应用于氧还原反应的非贵金属原子分散级金属-氮-碳催化剂的设计

为了进一步实现质子交换膜燃料电池(PEMFC)能量转化技术的大规模开发和应用, 提高催化剂的成本效益是先决条件. 目前, 与铂族等贵金属基催化剂相比, 原子分散的金属-氮-碳(M-N-C)催化剂也在提高活性位点密度、 原子利用率和催化活性等方面表现出巨大的潜力, 是最有望代替铂基催化剂的首选材料. 在原子分散M-N-C催化剂的制备过程中, 获得活性位点均匀分散且结构体系最优化是挑战性问题. 基于此, 我们重点研究了各种有利于原子分散的M-N-C催化剂的制备方法, 以及不同催化剂中原子的化学环境调控对催化位点的影响. 本文从M-N-C催化剂的合成与表征、 反应机理、 密度泛函理论计算等方面进行了深入的探讨, 着重讨论了双金属位点、 原子簇结构和杂原子对催化位点的化学环境调控. 最后, 提出了原子分散M-N-C催化剂大规模应用存在的问题及进一步优化的发展方向.

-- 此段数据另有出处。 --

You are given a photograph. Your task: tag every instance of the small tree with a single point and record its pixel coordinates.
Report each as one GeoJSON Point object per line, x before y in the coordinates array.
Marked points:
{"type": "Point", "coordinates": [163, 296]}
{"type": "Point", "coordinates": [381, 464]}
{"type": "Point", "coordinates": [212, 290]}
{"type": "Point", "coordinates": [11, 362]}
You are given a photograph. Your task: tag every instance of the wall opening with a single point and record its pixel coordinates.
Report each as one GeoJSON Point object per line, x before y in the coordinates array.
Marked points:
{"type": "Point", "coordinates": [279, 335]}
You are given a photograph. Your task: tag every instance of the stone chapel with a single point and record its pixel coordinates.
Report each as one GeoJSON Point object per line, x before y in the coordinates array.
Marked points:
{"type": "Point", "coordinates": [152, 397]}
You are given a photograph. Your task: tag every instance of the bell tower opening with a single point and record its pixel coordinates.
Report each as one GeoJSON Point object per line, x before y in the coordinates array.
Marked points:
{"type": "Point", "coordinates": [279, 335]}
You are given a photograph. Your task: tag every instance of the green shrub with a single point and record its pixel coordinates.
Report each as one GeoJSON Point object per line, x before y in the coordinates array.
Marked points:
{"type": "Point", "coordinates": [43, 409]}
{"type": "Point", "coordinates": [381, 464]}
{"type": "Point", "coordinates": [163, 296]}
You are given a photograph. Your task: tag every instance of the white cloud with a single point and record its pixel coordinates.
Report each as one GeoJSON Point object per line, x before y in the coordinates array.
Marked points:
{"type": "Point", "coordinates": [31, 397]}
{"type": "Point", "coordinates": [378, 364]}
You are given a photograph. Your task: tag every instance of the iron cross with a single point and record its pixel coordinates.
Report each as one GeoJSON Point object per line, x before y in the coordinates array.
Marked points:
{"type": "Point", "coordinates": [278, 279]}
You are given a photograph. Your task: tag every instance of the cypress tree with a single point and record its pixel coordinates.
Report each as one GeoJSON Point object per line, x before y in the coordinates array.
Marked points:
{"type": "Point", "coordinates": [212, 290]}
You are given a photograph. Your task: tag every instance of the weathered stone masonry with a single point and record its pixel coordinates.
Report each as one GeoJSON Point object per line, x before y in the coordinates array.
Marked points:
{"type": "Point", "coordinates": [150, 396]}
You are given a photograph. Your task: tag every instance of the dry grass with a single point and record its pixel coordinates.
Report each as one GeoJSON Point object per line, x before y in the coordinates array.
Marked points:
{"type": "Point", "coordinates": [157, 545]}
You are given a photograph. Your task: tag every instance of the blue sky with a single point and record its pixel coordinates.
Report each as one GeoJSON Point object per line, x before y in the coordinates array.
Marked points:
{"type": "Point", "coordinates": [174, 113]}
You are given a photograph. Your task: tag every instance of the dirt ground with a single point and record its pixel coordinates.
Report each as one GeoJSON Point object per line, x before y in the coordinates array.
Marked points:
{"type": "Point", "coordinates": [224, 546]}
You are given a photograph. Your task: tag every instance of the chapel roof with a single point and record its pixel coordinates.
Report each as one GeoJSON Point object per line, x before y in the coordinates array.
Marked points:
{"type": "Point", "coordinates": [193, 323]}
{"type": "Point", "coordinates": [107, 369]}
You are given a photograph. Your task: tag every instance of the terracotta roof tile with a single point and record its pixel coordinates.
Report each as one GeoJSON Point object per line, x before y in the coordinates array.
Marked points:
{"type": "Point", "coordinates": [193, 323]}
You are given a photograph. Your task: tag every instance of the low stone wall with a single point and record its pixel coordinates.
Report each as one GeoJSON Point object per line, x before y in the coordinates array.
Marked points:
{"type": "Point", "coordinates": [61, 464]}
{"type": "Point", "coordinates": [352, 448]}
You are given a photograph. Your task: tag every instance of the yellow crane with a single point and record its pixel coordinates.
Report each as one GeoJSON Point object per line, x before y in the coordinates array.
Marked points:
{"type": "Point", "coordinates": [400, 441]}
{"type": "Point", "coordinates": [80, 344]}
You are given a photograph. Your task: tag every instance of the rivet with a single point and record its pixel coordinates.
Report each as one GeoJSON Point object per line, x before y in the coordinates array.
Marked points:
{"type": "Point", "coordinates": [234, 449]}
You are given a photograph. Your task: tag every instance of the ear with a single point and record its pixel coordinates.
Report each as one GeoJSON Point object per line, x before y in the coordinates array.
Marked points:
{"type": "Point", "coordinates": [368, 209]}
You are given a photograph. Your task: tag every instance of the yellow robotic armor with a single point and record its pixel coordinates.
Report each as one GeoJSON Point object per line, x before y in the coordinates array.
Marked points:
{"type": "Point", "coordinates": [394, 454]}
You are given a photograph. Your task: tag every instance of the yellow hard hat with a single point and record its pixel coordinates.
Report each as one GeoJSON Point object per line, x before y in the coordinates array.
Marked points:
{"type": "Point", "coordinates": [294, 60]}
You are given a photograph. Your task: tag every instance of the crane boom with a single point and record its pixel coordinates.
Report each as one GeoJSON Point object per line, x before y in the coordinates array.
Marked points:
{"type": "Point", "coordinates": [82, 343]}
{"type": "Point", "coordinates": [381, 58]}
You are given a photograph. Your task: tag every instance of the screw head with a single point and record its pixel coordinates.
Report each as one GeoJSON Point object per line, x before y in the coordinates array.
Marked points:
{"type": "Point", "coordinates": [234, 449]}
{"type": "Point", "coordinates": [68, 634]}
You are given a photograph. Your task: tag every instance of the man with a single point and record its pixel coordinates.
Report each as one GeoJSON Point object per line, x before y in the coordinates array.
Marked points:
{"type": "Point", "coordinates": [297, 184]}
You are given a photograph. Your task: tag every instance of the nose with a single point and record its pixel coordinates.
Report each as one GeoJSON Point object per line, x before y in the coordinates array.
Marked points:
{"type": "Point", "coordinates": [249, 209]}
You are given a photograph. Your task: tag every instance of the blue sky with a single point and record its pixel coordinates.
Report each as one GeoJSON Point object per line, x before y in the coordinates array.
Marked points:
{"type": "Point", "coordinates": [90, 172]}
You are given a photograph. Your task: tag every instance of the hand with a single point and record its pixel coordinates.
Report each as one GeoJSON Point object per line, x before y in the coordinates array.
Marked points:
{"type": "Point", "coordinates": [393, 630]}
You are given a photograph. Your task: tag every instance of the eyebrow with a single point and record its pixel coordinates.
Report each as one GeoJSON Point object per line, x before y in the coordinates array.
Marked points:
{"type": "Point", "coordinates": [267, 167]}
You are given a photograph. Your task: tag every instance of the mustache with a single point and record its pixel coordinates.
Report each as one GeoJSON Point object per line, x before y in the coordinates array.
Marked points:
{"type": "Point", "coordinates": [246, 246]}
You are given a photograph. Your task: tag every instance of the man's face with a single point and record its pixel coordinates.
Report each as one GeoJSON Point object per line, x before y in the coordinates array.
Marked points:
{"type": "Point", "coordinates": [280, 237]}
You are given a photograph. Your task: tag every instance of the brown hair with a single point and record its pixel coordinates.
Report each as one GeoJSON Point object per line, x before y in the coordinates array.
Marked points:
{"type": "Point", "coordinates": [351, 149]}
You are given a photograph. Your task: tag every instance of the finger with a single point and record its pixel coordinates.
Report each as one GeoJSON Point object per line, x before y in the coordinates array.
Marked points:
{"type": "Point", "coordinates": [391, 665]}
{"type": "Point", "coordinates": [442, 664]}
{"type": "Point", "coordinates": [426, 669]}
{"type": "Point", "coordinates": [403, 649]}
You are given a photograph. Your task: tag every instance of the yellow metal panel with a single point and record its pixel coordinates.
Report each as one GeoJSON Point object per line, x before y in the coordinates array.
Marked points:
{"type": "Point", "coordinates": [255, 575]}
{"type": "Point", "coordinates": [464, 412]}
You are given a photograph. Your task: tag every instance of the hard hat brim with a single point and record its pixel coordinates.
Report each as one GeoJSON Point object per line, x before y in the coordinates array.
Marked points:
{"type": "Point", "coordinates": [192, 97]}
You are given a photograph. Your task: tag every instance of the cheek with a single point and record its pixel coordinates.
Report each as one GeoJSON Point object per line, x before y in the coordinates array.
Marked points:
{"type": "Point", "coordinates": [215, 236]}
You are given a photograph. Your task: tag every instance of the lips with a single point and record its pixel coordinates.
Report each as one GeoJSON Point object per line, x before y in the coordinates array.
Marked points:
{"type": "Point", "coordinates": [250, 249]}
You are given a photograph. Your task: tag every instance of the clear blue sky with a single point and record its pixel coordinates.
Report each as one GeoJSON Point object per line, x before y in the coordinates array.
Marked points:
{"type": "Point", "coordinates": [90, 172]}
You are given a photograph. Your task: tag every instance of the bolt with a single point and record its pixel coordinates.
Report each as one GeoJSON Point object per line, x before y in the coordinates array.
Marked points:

Atomically Dispersed Metal-Nitrogen-Carbon Catalysts for Oxygen Reduction Reaction

To further accelerate the large-scale development and application of proton exchange membrane fuel cell（PEMFC） energy conversion technology， improving the cost-effectiveness of the catalyst is a prerequisite. Currently， atomically dispersed metal-nitrogen-carbon（M-N-C） catalysts also take tremendous potential in terms of increased active site density， atomic utilization and catalytic activity compared to noble metal-based catalysts such as platinum-based catalysts， and are the most promising candidate of platinum-based catalysts. During the preparation of atomically dispersed M-N-C catalysts， the contribution of the uniform dispersion and the optimal structural system of all active sites are the challenge issues. On this basis， we focused on the preparation of various M-N-C catalysts with favorable atomic dispersion and the effect of chemical environment modulation of atoms in different catalysts on the catalytic sites. Herein， we provide an in-depth discussion on the synthesis and characterization of M-N-C catalysts， reaction mechanism， and density functional theory calculations， focusing on the regulation of the chemical environment of catalytic sites by bimetallic sites， atomic cluster structure and heteroatoms. Finally， the problems of the large-scale application of atomically dispersed M-N-C catalysts and the development directions for further optimization are presented.